Unopposed estrogen has been associated with increased risk of endometrial cancer in menopausal women with an intact uterus; concomitant progestin therapy reduces, but does not eliminate, this risk. However, combination hormone replacement therapy (HRT) may add additional health risks for some women, as evidenced by the HERS trials , the Women's Health Initiative study , and other investigations.
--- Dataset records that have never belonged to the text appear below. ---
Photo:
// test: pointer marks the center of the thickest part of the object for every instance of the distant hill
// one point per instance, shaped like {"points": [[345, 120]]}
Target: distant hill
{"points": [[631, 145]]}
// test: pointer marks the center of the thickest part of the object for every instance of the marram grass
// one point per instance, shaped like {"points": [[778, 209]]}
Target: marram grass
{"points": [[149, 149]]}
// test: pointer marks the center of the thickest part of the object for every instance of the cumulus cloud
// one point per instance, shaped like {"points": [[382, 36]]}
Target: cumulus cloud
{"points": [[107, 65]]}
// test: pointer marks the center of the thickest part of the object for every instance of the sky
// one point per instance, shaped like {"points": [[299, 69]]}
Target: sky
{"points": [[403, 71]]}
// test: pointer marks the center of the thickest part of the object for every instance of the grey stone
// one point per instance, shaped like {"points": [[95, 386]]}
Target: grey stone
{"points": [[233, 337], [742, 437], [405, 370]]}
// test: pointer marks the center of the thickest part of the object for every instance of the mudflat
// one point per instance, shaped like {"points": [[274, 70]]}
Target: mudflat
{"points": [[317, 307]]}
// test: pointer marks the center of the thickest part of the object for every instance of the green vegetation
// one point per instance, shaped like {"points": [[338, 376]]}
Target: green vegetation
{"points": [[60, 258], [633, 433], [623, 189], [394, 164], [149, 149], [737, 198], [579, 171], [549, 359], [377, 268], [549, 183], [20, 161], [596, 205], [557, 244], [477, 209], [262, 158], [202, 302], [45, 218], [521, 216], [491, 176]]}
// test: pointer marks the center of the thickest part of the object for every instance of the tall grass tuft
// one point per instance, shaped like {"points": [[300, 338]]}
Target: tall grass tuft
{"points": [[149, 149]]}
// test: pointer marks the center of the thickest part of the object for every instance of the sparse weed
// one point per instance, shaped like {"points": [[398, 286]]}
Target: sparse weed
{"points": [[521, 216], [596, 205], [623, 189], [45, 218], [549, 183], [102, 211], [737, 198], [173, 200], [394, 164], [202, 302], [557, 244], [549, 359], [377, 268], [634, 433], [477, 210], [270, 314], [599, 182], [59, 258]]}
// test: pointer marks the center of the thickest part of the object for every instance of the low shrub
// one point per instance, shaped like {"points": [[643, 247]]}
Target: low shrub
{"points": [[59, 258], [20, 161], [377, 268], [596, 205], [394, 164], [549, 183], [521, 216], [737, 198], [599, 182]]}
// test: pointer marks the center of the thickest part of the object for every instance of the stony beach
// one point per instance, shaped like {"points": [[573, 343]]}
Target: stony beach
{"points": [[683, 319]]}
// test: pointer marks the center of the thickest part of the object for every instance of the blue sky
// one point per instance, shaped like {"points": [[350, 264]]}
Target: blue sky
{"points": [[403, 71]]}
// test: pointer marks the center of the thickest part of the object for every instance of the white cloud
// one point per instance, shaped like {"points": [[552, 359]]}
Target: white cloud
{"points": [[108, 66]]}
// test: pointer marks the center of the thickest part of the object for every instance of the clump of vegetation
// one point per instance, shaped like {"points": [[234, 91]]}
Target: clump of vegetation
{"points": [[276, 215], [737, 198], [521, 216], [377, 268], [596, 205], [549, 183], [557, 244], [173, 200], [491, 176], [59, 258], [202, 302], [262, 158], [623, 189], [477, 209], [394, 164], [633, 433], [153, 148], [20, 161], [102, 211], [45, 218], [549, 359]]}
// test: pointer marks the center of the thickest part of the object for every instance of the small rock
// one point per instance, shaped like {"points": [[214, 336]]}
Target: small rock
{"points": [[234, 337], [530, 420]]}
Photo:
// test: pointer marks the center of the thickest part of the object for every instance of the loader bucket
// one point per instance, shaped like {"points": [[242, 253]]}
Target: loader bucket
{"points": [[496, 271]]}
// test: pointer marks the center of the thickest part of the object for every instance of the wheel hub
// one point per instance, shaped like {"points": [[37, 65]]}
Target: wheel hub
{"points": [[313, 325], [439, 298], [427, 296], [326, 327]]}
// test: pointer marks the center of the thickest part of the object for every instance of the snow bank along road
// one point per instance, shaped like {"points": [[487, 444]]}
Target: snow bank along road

In particular, the Women's Health Initiative (WHI) study reported an increased risk of myocardial infarction, stroke, dementia, invasive breast cancer, and venous thromboembolism in patients taking combination HRT and an increased risk of stroke, dementia, and venous thromboembolism in patients taking estrogen only HRT; an increased risk of invasive breast cancer was not evident in women taking estrogen only. Because of these findings, patients should be prescribed estrogen HRT or estrogen-progestin HRT for the shortest duration consistent with the treatment goals. Estrogen HRT with or without a progestin is not indicated and should not be used to prevent coronary artery disease or other cardiovascular disease. The risks and benefits of HRT must be determined for a woman individually.
 
In men with advanced prostate cancer, estrogens exert their effect by inhibition of the hypothalamic-pituitary axis through negative feedback. This results in decreased secretion of luteinizing hormone (LH). Decreased testosterone production from the Leydig cells in the testes occurs, which may decrease tumor growth and lower prostate specific antigen (PSA) levels. Improvement in bone metastasis may also occur. In the past, high-dose estrogen therapy was also used in selected men and postmenopausal women with inoperable, progressive breast cancer. Since the development of selective estrogen receptor modifiers (SERMs), high-dose estrogen therapy for the palliative treatment of breast cancer is rarely used today.

PHARMACOKINETICS

Estradiol products are administered orally, intramuscularly, vaginally, transdermally, and topically. The pharmacokinetics of estradiol differ with the formulation used for delivery and the route of administration. Following systemic absorption, estradiol is rapidly transformed by the liver to estrone and estriol, the major circulating forms in the serum, by 17-beta-hydroxysteroid dehydrogenase. The estrogens are widely distributed and are strongly protein-bound, primarily to albumin and sex hormone-binding globulin (SHBG). Circulating estrogens exist in a dynamic equilibrium of metabolic interconversions. These transformations take place mainly in the liver. Estradiol is converted reversibly to estrone, and both can be converted to estriol, which is the major urinary metabolite. Estrogens are metabolized partially by CYP3A4 in the liver. Estrogens also undergo enterohepatic recirculation via sulfate and glucuronide conjugation in the liver, biliary secretion of conjugates into the intestine, and hydrolysis in the gut followed by reabsorption. In postmenopausal women, a significant proportion of the circulating estrogens exist as sulfate conjugates, especially estrone sulfate, which serves as a circulating reservoir for the formation of more active estrogens. Estradiol, estrone, and estriol undergo glucuronide and sulfate conjugation to a variety of minor metabolites which are excreted primarily in the urine.
 
Generally, a serum estrogen concentration is not a predictor of an individual woman's therapeutic response to estradiol nor her risk for adverse outcomes. Likewise, exposure comparisons across different estrogen products to infer efficacy or safety for the individual woman may not be valid.
 
Affected cytochrome P450 (CYP450) isoenzymes and drug transporters: CYP3A4
In vitro and in vivo studies indicate that estrogens are partially metabolized by CYP3A4. Interactions with drugs that are inhibitors or inducers of CYP3A4 are possible.